İnanç ve inanç sözcükleri bazen hatalı bir şekilde bir araya getirilip eş anlamlı olarak kullanılsa da , inanç, yukarıda tanımlandığı gibi , doğru bir şekilde belirli bir inanç türünü (veya alt kümesini) ifade eder.

Genel olarak, inanç ve akıl arasındaki ilişkiye ilişkin iki görüş kategorisi vardır:

  1. Rasyonalizm , gerçeğin inanç, dogma , gelenek veya dini öğreti yerine akıl ve olgusal analizle belirlenmesi gerektiğini savunur .
  2. Fideizm , inancın gerekli olduğunu ve inançların herhangi bir kanıt veya sebep olmaksızın ve hatta kanıt ve akılla çelişerek tutulabileceğini savunur .

Katolik Kilisesi de doğrudur yani öğretmiştir inanç ve doğru sebep hem Allah'a kökenlerine sahip olarak belirtildiği gibi, birbiriyle çelişen olamaz, düzgün görüntülenmesi ve birlikte çalışmak zorundadır, hem de Papalık tamim tarafından verilen mektupta Papa John Paul II , Fides et oranı ("İnanç ve Akıl").

İnanç ve akıl arasındaki ilişki

En azından Yunan filozoflarının günlerinden beri, inanç ve akıl arasındaki ilişki hararetli bir şekilde tartışılmıştır. Platon , bilginin sadece ebedi olanın hafızası olduğunu savundu. Aristoteles , bilginin akıl yoluyla keşfedilebileceği kuralları belirledi.

Rasyonalistler, birçok insanın birçok nedenden dolayı irrasyonel inançlara sahip olduğuna dikkat çekiyor. Mantıksız inançların evrimsel nedenleri olabilir - mantıksız inançlar hayatta kalma ve üreme yeteneğimizi artırabilir. Veya Pascal'ın Bahsi'ne göre , inanç sahibi olmak bizim avantajımıza olabilir, çünkü inanç sonsuz ödüller vaat edebilirken, aklın ödülleri birçokları tarafından sınırlı olarak görülür. Mantıksız inançların bir başka nedeni belki de edimsel koşullanma ile açıklanabilir. Örneğin, 1948'de BF Skinner tarafından yapılan bir çalışmada , güvercinlere davranışları ne olursa olsun düzenli zaman aralıklarında tahıl verildi. Sonuç, güvercinlerin her birinin, tahıl almanın sonucuyla ilişkili hale gelen kendi kendine özgü tepkisini geliştirmesiydi.

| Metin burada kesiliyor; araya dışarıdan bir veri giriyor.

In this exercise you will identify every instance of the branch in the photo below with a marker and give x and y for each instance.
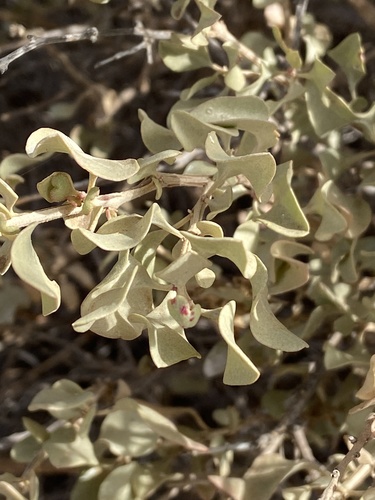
(51, 38)
(365, 436)
(112, 200)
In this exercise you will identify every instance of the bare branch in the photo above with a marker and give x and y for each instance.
(36, 42)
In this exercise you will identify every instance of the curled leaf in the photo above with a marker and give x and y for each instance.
(27, 266)
(49, 140)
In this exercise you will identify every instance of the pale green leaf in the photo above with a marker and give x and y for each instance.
(184, 311)
(121, 233)
(208, 16)
(232, 486)
(267, 472)
(340, 212)
(229, 111)
(148, 166)
(261, 4)
(239, 369)
(258, 168)
(180, 54)
(155, 137)
(229, 248)
(209, 228)
(67, 448)
(192, 132)
(160, 424)
(5, 256)
(285, 216)
(36, 429)
(168, 347)
(182, 269)
(88, 483)
(117, 485)
(195, 88)
(27, 266)
(125, 290)
(127, 435)
(64, 399)
(263, 324)
(288, 273)
(291, 55)
(205, 278)
(7, 489)
(178, 8)
(235, 79)
(49, 140)
(220, 201)
(25, 450)
(9, 196)
(168, 342)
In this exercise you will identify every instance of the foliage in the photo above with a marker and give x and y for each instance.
(225, 132)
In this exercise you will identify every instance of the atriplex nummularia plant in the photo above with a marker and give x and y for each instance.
(230, 137)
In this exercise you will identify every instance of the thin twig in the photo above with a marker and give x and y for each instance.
(301, 9)
(112, 200)
(365, 436)
(40, 41)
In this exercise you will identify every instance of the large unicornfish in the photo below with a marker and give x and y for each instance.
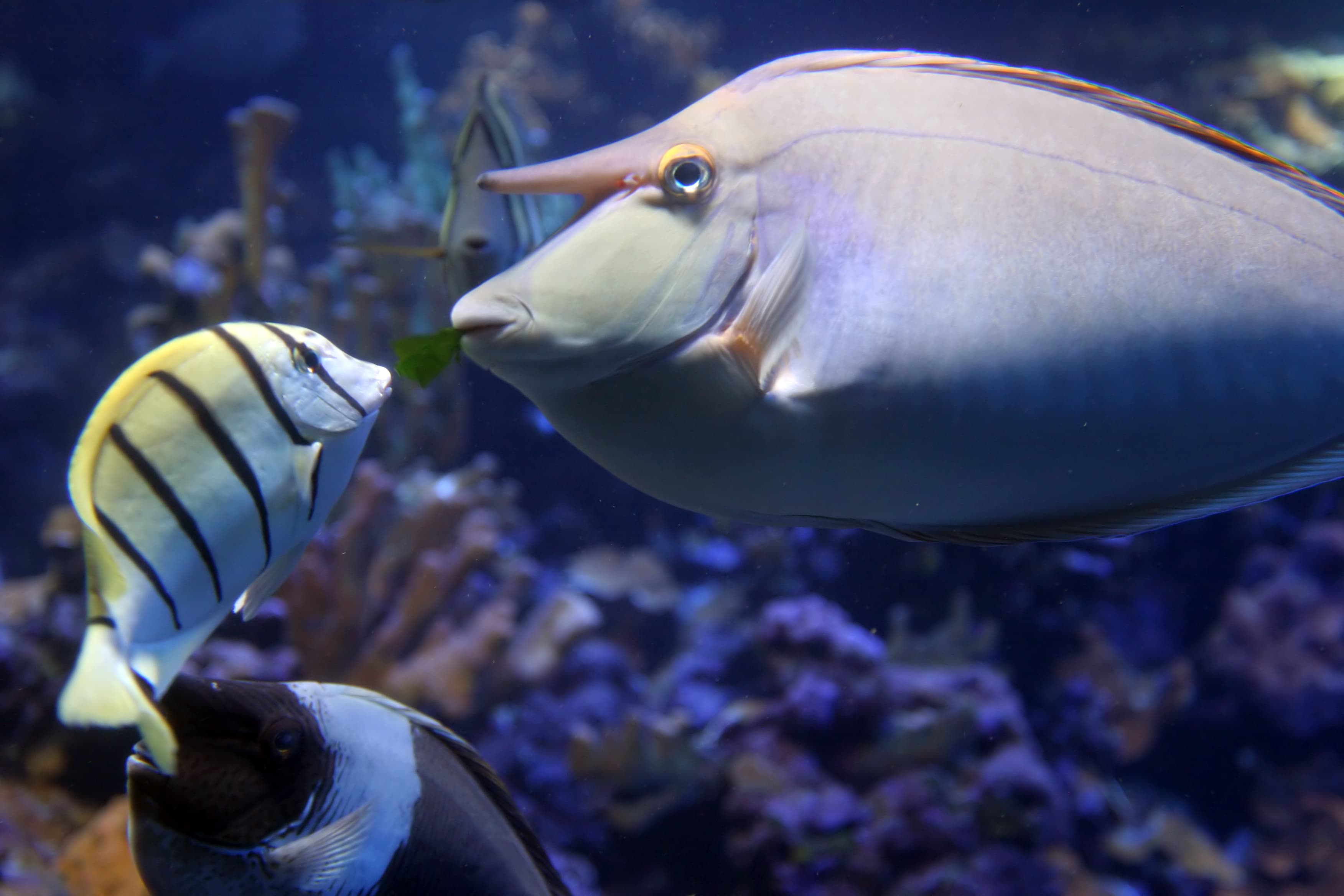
(199, 479)
(933, 297)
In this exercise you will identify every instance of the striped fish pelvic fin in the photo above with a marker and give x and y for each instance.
(269, 581)
(104, 691)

İnanca inananlar - örneğin kurtuluşun yalnızca imanla mümkün olduğuna inananlar - sık sık herkesin inanca değil, inanca ulaştığını öne sürerler. Evrenin mantıklı bir yer olduğu ve zihnimizin onun hakkında doğru sonuçlara varmamıza izin verdiği inancı, inanç yoluyla sahip olduğumuz bir inançtır. Rasyonalistler, buna inandıkları için değil, dünyanın tutarlı ve mantıklı olduğunu gözlemledikleri için ulaşıldığını iddia ediyorlar.

"İnançla" tutulan inançlar, rasyonellikle bir dizi ilişkide var olarak görülebilir:

  • Rasyonelliği altında yatan olarak Faith : Bu görünümde, tüm insan bilgi ve nedeni bağımlı olarak görülüyor inanç : duyularımızın inanç, inanç bizim içinde sebeple , bizim inanç anılar ve inanç biz başkalarından almak olayların hesaplarında. Buna göre inanç, akılcılık için gerekli ve ondan ayrılamaz olarak görülür. René Descartes'a göre rasyonalite, önce inanç gerektirmeyen " düşünüyorum öyleyse varım " mutlak gerçeğinin gerçekleşmesi üzerine kuruludur . Diğer tüm rasyonalizasyonlar bu kavrayıştan dışa doğru inşa edilir ve yeni kanıtların gelişiyle her an tahrif edilebilir .
  • Akılcılığın kapsamı dışındaki sorunları ele almak olarak inanç: Bu görüşe göre inanç, bilim ve akılcılığın doğası gereği ele almaktan aciz olduğu, ancak yine de tamamen gerçek olan sorunları kapsıyor olarak görülüyor. Buna göre, inanç, aksi takdirde cevaplanamayacak sorulara cevaplar sağlayarak, rasyonaliteyi tamamlayıcı olarak görülür.
  • Akılcılıkla çelişen inanç: Bu görüşte inanç, kanıtlara ve akla aykırı olmasına rağmen kişinin sahip olduğu görüşler olarak görülür. Buna göre inanç, düşünme yeteneğimize müdahale ettiği için akılcılık açısından zararlı, tersine akılcılık ise inançlarımıza müdahale ederek imanın düşmanı olarak görülmektedir.
  • Esansiyel olarak birlikte İnanç ve nedeni : Bu Katolik görünümüdür buna sebep kabloları olmadan inanç batıl iken nedeni olmadan inanç , potansiyel satışları nihilizm ve göreliliğe . İnanç ve akıl, sözde hermeneutik inanç ve akıl döngüsüne göre, birbirlerinin gelişimini arttırır .
  • Güvenceye dayalı inanç : Bu görüşe göre, bir dereceye kadar kanıt, inanç için garanti sağlar. "Büyük şeyleri küçük ile açıklamak."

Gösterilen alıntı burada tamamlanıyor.